We Are Not Forgiven

A self-described “born-again” Christian once told me that what distinguishes Christians from people of all other religious faiths is that “Christians are forgiven.”

Fecundity

As Cultores Deorum Romanorum, we are not forgiven. We are responsible for all of the actions we take and all of the words we speak aloud. We are responsible for not taking action when we ought, and for words left unspoken when we should. We can try to make amends. We can try to correct wrongs. We may ever afterwards do right. But we are always responsible for our words and deeds. This is required by Virtus of all those who worship the Goddesses and Gods.

In the end, you are the sum of all you have ever done or said. Our indiscretions, misadventures and misfortunes are all part of life, making us who we are just as much as our wise and virtuous words and good deeds. People always act on the impression that what they do is right. If they act from a false impression, they have deceived themselves. If they instead act falsely, unjustly, or out of malice, then they have only harmed themselves. On the other hand, through the practice of virtues we may approach the divine.

“It is right,” Cicero said, “that Good Sense (Mens), Piety (Pietas), Moral Excellence (Virtus), and Good Faith (Fides) should be deified; and in Rome temples have long been publicly dedicated to those qualities, so that those who possess them, and all good people do, should believe that actual gods have been set up in their souls (Legg. 2.28).” Other virtues that Cicero included were Salus, Goddess of Health and Safety, Honor, Helpfulness, and Spes, Goddess of Good Hope.  Among other divine qualities honored at Rome were Justice, Liberality, Concord, Fecundity, Freedom, Patience, Tranquility, Modesty, Goodness, Equity, Frugality, Happiness, Peacefulness, and the Nourishment of Children. Instilling such qualities in ourselves makes us into better people and provides a better society.
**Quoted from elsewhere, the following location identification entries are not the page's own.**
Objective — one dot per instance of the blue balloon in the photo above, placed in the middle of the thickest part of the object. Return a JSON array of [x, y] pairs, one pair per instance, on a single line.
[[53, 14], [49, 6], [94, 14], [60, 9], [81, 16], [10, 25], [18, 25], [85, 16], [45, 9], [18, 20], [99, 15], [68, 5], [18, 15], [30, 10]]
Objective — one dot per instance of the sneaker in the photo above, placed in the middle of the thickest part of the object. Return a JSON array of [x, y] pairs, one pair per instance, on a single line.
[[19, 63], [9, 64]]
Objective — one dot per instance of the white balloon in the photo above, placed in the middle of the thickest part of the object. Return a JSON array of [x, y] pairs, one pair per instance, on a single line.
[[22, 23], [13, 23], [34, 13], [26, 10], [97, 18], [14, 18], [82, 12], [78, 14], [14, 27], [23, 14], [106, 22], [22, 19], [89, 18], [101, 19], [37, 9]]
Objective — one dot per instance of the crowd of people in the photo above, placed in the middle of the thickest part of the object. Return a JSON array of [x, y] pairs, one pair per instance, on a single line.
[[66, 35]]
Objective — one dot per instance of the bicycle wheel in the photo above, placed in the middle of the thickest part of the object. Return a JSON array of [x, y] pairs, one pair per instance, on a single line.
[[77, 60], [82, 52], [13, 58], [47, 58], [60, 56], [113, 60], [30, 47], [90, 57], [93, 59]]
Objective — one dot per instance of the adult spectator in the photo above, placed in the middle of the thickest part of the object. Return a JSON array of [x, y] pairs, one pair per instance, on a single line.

Taking on such divine qualities as the virtues, we become more pleasing to the Gods, who are then more inclined to propitious to us when we call upon Them for Their assistance.

Salus, Goddess of Health and Safety

Further still, the ancients held that by practicing divine virtues we may become similar to the Gods and set ourselves on a pathway towards godhood.

“The solution is in understanding the virtues and what each has to give; thus the man will learn to work with this or that (virtue) as every several need demands. And as he reaches to loftier principles and other standards these in turn will define his conduct;  . . . (until) he will live, no longer the human life of a good man, such as Civic Virtue commends, but, leaving this beneath him, will take up instead another life, that of the Gods (Plotinus Enneads I.2).”

Right conduct and prudence makes this life less contentious. Virtue improves the quality of the life we live now, a good life on earth. Virtue can also prepare us for the life to come by advancing our spiritual evolution in a manner that Plotinus addresses. We do not hold that doing good in this life is necessarily rewarded in an afterlife or that not abiding in virtue will necessarily bring punishment on you. You are your own person, made from the choices you make, and it is by becoming the person that you are at the time of your death that will determine what happens to you in the next life.  Though your body may be imprisoned, crippled, or diseased in this life, although others may do misdeeds to you, though you may be stripped of all your possessions and lose everything else to uncertain fortune, your true Authentic Being cannot be harmed by anyone other than yourself. Only you can choose a path towards becoming a God or a Goddess. Thus there are no excuses for what we make of ourselves either in this life or the next. With clear judgment we do not shrink from doing what ought to be done. Acting rightly, we are not swayed by the censure of others, but remain steadfast in our resolve to do right.  At the end of each day we examine the actions we took, judging what were done rightly, what were amiss, what was left undone, faulting the wrong we do and rejoicing in the right. Each day brings new adventures, new challenges, and more decisions to make. Each decision places another brick in the person we are becoming. Then, on whatever day the Fates have determined shall be the last day of your life, you shall be the person that only you have determined. Whatever kind of person we have made ourselves into at that our last moment, whether spiritually evolved or regressed, we are not forgiven.

 

  • Donna Swindells

    an excellent explanation of the Pagan view of what we believe the next lifetime to be for us. It depends on what we do in the here & now that shapes us.
    Blessings

  • Julia Traver

    As always, you state the primary theological differences between most polytheistic religions and the Abrahamics with great care and diplomacy. I remember when I discovered 50 years ago that I did not need to be forgiven ( I was 12 years old at the time — a bit advanced for my age shall we say). The Abrahamic Gods were just not interested in me; however, I had the whole Olympic pantheon interested.